None of this is to suggest that possible NATO membership is a bribe to buy good Russian behavior. Rather, it is a lure to draw Russia toward the West. For Russia, joining NATO would mean enormous change: further democratization, economic and legal reforms, and, not least important, reforms that would professionalize Russia's tattered and unreliable military and bring it firmly under civilian control. The prospect of joining NATO has given the former Soviet satellites a powerful incentive to Westernize and normalize; it may do the same for their former overlord.

Of course, Russia is incomparably larger and more powerful than Poland or Hungary. Will Russia change NATO while NATO changes Russia? Yes, undoubtedly. A NATO that included Russia would be a very different NATO. "At that point," says Anthony Lake, a former Clinton Administration national security adviser who now teaches at Georgetown University, "NATO becomes not a defensive alliance—the greatest in history—but something like an OSCE [Organization for Security and Cooperation in Europe] with teeth." That is, NATO would become a regional cooperation pact with military capability.
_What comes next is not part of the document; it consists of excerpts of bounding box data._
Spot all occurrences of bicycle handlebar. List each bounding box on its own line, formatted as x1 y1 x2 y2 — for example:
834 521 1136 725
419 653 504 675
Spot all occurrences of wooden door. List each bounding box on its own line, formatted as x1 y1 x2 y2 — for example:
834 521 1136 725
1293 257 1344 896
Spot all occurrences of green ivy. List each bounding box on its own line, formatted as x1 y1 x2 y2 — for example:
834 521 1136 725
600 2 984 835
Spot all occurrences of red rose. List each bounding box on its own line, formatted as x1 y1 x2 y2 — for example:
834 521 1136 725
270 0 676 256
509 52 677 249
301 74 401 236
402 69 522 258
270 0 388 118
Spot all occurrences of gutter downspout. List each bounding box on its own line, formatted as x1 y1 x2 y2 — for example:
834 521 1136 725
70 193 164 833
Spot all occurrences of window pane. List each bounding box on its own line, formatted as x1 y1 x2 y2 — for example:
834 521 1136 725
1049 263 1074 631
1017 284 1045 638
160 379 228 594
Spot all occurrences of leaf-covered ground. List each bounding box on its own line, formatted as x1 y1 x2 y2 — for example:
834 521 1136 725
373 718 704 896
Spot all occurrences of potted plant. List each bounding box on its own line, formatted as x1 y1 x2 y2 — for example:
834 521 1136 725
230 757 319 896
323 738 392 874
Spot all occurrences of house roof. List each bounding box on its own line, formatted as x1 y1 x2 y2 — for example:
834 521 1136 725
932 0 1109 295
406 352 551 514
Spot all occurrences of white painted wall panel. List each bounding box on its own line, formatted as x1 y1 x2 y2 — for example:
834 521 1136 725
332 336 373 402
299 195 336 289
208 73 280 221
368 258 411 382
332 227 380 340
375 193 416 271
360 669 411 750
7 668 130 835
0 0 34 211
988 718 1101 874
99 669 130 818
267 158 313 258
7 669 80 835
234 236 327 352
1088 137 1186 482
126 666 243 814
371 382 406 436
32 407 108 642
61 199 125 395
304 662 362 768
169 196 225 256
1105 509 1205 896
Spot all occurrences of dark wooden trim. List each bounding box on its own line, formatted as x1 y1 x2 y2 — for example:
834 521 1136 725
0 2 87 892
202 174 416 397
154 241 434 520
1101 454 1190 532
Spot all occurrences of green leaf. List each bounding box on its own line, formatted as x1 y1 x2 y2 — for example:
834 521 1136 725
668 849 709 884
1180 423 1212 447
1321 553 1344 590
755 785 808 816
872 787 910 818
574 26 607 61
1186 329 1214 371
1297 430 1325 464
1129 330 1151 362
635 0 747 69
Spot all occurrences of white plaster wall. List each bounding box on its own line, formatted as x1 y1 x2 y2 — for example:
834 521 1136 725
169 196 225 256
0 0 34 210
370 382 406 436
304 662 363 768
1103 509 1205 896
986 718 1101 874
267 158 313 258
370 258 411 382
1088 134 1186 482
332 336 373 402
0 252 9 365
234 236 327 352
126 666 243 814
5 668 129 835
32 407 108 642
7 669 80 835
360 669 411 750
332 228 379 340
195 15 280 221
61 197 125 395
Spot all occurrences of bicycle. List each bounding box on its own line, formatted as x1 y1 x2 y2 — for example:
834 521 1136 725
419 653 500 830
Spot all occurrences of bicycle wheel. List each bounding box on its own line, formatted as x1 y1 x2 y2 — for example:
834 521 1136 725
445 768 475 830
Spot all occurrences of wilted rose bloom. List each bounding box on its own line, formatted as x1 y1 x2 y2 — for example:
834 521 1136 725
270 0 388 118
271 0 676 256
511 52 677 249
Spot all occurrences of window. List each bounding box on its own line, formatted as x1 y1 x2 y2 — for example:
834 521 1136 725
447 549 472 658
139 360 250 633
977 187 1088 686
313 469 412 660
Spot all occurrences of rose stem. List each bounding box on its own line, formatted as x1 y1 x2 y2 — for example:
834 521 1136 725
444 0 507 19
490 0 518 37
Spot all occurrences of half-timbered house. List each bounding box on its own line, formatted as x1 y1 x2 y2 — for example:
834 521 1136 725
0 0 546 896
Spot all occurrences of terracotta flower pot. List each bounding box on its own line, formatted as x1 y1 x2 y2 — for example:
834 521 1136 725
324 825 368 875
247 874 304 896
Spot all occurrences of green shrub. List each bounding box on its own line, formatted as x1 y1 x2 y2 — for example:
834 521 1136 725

That, however, is what NATO is becoming anyway. "There is no collective threat to defend against," says Kupchan, "and if you look at what NATO has been doing, it's much more focused on peacekeeping and crisis management."

President Clinton took care neither to rule Russia out of NATO nor to entice it in. "Call us if you get your act together," was the message to Moscow. When I asked Lake about possible Russian inclusion, he replied, "We're not at that point, and whether we ever get there depends on Russia." Bush, so far, has taken the same wait-and-see approach.

Caution is understandable. Russia may collapse or turn belligerent; Moscow might make untenable demands or insist on bending NATO's rules; an overeager NATO might make too many concessions, or an overeager Kremlin might foment nationalist backlash at home. Yet the potential prize is breathtaking: the erasure, once and for all, of the East-West divide in Europe, and the abolition of major war in Europe.

"Our goal," President Bush said in June, just before he met with Putin, "is to erase the false lines that have divided Europe for far too long." The way to achieve that goal, he said, is to "look for the day when Russia is fully reformed, fully democratic, and closely bound to the rest of Europe."

Bush is saying, in effect, that Russia should be just another European country, albeit a big and important one. With his very public ruminations on joining NATO, Putin is saying, in effect, that Russians might take the deal—that they may just possibly like the sound of "European" more than they dislike the sound of "just another." NATO can help catalyze Russian integration into liberal Europe, rather than merely waiting for it, by declaring next year that Europe's great alliance will not be complete until it includes Europe's greatest power.

Jonathan Rauch is a senior writer and columnist for National Journal and a frequent contributor to REASON. This article was published by National Journal on August 4, 2001.